Bottom line: I’m still not a big fan of single-incision fasciotomy. My main reason is that most surgeons are not as familiar with the technique. And patients who have a potentially limb threatening process are not the best to learn on. I have seen too many incomplete fasciotomies with persistent compartment syndrome in my career. 

So unless you are being mentored by someone who is well versed in the technique, use the two incision technique and use a cadaver to practice your single incision operation.

Reference:  A Single-Incision Fasciotomy for Compartment Syndrome
of the Lower Leg. J Ortho Surg 30(7):e252-e255, 2016.

The Lead Gown Pull-Up: Part 2

Okay, so you’ve seen “other people” wearing perfectly good lead aprons lifting them up to their chin during portable x-rays in the trauma bay. Is that really necessary, or is it just an urban legend?

After hitting the medical radiation physics books (really light reading, I must say), I’ve finally got an answer. Let’s say that the xray is taken in the “usual fashion”:

  • Tube is approximately 5 feet above the xray plate
  • Typical chest settings of 85kVp, 2mAs, 3mm Al filtration
  • Xray plate is 35x43cm

The calculated exposure to the patient is 52 microGrays. Most of the radiation goes through the patient onto the plate. A very small amount reflects off their bones and the table itself. This is the scatter we worry about.

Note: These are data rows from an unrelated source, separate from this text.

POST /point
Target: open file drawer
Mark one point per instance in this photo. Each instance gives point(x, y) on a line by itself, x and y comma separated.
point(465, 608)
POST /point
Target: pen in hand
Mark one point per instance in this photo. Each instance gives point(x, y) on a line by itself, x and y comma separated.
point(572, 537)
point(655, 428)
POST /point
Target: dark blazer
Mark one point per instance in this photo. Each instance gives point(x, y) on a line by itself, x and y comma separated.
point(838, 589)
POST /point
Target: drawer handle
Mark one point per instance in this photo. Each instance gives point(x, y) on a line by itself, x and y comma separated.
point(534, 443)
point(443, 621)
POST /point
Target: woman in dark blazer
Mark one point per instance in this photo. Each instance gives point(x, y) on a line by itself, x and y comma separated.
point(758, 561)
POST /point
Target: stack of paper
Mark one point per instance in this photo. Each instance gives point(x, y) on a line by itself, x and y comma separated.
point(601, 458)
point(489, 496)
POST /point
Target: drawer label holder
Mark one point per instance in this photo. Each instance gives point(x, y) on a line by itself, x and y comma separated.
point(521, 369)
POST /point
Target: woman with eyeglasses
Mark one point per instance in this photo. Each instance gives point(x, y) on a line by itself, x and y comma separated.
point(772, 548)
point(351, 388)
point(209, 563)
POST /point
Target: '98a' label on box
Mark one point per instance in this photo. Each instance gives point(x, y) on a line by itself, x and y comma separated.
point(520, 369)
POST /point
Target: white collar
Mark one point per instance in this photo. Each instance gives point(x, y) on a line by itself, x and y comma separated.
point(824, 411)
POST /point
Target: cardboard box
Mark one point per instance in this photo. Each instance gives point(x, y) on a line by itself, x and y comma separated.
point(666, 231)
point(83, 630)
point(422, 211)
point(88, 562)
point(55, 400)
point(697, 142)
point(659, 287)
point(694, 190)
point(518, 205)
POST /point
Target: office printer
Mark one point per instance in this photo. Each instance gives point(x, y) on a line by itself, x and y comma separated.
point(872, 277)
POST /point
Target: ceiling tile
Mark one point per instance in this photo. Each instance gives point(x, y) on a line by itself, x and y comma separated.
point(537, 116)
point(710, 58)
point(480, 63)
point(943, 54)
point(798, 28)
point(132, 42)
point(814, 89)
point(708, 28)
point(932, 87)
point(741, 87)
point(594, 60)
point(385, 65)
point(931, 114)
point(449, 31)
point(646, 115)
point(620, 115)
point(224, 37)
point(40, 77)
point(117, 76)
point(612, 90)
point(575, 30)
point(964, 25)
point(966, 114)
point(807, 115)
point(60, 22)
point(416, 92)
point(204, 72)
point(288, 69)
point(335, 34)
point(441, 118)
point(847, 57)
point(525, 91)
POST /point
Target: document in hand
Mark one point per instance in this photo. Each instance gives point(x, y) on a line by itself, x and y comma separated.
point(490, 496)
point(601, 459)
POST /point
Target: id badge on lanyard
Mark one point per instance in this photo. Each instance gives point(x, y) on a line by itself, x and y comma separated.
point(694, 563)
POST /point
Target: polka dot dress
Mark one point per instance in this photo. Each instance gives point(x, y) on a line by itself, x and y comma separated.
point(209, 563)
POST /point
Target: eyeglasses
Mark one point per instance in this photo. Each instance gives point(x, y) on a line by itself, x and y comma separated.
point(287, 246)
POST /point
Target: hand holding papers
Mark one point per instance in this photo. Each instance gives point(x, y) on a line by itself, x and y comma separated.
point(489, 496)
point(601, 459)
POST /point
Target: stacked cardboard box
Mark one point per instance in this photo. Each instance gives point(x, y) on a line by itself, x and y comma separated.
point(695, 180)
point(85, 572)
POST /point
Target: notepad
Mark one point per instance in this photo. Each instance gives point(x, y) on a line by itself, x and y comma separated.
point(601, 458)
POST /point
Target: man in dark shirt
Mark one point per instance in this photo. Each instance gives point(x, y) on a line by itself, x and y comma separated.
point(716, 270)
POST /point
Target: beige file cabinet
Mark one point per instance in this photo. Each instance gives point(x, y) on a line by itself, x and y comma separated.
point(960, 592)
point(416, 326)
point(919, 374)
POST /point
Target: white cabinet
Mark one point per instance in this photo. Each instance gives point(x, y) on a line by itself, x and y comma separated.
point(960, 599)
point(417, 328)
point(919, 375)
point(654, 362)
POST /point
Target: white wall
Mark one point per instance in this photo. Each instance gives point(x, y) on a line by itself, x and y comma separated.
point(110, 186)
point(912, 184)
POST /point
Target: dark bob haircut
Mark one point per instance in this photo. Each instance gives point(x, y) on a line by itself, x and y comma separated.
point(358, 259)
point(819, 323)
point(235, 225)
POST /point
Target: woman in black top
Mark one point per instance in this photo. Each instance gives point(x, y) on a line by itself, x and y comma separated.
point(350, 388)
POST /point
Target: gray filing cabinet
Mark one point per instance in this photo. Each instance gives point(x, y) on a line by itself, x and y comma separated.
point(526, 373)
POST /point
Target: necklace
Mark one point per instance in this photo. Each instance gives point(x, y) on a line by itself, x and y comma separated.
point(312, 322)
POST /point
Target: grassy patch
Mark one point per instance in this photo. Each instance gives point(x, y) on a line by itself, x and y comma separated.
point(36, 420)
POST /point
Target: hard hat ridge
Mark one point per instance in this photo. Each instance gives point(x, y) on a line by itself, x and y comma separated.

So let’s assume that the closest person to the patient is 3 feet away. Remember that radiation intensity diminishes as the square of the distance. So if the distance doubles, the intensity decreases to one fourth. By calculating the intensity of the small amount of scatter at 3 feet from the patient, we come up with a whopping 0.2 microGrays. Since most people are even further away, the dose is much, much less for them.

Let’s put it perspective now. The background radiation we are exposed to every day (from cosmic rays, brick buildings, etc) amounts to about 2400 microGrays per year. So 0.2 microGrays from chest x-ray scatter is less than the radiation we are exposed to naturally every hour!

The bottom line: unless you need to work out you shoulders and pecs, you probably don’t bother to lift your lead apron every time the portable x-ray unit beeps. It’s a waste of time and effort! Just stand back and enjoy!